Watkins provided a copy of his professional educator’s license to The Robesonian. The document is valid until 2018 and shows Watkins is certified to work as a superintendent. The N.C. Board of Education confirmed that Watkins does hold a valid educator’s license.
When contacted and told that Watkins was properly credentialed, Campbell initially apologized for misinterpreting the document, but later called The Robesonian and said that board member Loistine DeFreece told him that she had received a copy of his expired license in her packet.
The Robesonian began trying to contact other school board members for clarification, but it came from the state School Boards Association.
“The expired license is what we received from Dr. Watkins when he applied for the position, so that is the copy we mailed to the board when we sent all of his application materials to the board members,” said Scott Murray, an attorney for the North Carolina School Boards Association.
Watkins later provided his current license to the state association, which apparently did not forward it to the local system.
Watkins said that his “character and integrity as a person and as a professional” had been drawn into question.
“I have had a continuous and validated license to practice as an educator in North Carolina since 1980, which has never expired during my career as a public educator,” Watkins said in an email.
Watkins applied for the superintendent position on April 22, and was asked to fax information, including a copy of his educator’s license, to the North Carolina School Boards Association on June 16.
He said that the information that he provided was validated by the North Carolina School Boards Association and he could have clarified any misinterpretations before being offered the job.
According to the license, Watkins is also a certified principal, physical education instructor, health education instructor and curriculum instructional specialist.
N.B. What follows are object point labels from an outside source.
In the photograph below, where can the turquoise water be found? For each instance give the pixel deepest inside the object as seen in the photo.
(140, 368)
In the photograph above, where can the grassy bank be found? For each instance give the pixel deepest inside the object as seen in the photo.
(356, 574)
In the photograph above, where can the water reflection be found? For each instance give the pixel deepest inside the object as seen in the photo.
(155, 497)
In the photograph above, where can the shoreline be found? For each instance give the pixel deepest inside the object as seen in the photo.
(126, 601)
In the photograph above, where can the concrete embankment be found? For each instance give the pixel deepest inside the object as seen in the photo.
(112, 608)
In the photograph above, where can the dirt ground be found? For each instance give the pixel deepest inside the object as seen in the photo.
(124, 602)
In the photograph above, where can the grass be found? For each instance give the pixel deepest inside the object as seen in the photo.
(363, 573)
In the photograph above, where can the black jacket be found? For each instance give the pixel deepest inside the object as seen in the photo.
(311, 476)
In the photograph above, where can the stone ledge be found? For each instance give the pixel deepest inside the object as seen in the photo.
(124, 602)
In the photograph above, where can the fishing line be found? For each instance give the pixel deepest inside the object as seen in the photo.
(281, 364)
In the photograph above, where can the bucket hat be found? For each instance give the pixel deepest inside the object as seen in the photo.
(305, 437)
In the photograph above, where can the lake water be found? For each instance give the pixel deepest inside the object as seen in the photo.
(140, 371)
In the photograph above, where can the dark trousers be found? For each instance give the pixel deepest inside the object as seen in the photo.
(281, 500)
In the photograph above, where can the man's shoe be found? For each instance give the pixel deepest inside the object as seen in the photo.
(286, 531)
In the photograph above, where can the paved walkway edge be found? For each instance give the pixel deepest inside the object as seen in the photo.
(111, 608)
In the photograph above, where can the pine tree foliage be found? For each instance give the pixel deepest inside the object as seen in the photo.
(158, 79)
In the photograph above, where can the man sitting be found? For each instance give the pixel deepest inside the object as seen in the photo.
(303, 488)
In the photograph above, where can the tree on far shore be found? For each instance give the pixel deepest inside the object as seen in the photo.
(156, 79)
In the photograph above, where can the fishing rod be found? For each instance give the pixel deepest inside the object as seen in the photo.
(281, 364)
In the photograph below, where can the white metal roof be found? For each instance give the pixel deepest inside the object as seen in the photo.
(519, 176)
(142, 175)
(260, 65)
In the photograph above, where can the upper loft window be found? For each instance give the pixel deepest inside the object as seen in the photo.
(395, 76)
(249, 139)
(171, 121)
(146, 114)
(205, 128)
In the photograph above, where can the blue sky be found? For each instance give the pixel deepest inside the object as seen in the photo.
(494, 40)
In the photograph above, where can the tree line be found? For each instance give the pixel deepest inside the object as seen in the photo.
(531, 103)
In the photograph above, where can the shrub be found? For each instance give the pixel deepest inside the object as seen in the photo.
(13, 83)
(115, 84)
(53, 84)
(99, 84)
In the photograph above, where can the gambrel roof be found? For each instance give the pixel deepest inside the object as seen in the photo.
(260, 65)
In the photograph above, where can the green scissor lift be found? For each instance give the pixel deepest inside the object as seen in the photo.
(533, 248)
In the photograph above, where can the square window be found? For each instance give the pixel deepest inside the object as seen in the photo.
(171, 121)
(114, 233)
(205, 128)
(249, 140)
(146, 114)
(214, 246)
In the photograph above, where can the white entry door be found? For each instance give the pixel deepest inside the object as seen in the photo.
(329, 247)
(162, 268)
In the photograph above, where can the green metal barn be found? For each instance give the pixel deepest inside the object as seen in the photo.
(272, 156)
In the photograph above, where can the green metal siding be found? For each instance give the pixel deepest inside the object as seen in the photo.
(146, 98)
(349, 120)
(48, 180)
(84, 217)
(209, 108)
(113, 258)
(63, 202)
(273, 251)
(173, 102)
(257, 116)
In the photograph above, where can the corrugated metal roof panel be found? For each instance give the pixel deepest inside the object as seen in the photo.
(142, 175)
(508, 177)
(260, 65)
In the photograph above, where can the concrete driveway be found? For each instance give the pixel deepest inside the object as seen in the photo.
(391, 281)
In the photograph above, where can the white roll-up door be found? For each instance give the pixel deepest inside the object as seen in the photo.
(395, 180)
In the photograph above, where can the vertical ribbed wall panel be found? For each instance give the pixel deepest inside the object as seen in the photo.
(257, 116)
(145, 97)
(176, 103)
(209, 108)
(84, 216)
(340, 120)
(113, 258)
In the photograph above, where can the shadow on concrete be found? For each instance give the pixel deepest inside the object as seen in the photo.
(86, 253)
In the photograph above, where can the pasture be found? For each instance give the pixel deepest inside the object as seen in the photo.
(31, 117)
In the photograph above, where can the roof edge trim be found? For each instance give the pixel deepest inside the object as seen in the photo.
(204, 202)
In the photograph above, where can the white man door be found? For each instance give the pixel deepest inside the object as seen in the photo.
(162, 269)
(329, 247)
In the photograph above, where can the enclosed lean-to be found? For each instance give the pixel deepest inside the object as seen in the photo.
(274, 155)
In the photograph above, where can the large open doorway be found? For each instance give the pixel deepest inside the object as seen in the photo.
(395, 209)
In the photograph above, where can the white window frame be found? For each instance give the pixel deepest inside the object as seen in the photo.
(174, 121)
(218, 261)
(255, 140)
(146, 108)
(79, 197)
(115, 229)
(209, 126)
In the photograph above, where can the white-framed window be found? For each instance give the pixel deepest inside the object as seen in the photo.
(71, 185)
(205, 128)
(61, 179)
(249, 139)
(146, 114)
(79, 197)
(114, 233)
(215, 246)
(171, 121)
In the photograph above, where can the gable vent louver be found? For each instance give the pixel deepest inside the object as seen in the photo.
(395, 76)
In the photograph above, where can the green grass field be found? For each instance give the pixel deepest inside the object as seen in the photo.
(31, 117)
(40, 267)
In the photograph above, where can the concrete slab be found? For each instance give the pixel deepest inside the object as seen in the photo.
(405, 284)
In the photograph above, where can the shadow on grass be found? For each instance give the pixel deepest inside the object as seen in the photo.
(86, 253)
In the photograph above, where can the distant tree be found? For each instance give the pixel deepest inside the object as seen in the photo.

According to the the N.C. Board of Education, licenses expire, not the individual certifications.
Watkins has served as an assistant principal, principal, assistant superintendent of Human Resources and an associate superintendent for Administrative Services.
According to Tasha Oxendine, public information officer for the Public Schools of Robeson County, Watkins is still reviewing the contract he has been offered by the system. The school system is not obligated under state law to release the terms of his contract until it is signed.
Watkins’ appointment was approved by the board with five board members voting against and five voting in favor. Board Chairman Mike Smith broke the tie in favor of hiring Watkins.
The Robesonian had hoped to have an in-depth story this weekend about Watkins’ vision for the local school system, but he asked that he be given more time to answer questions that the newspaper submitted.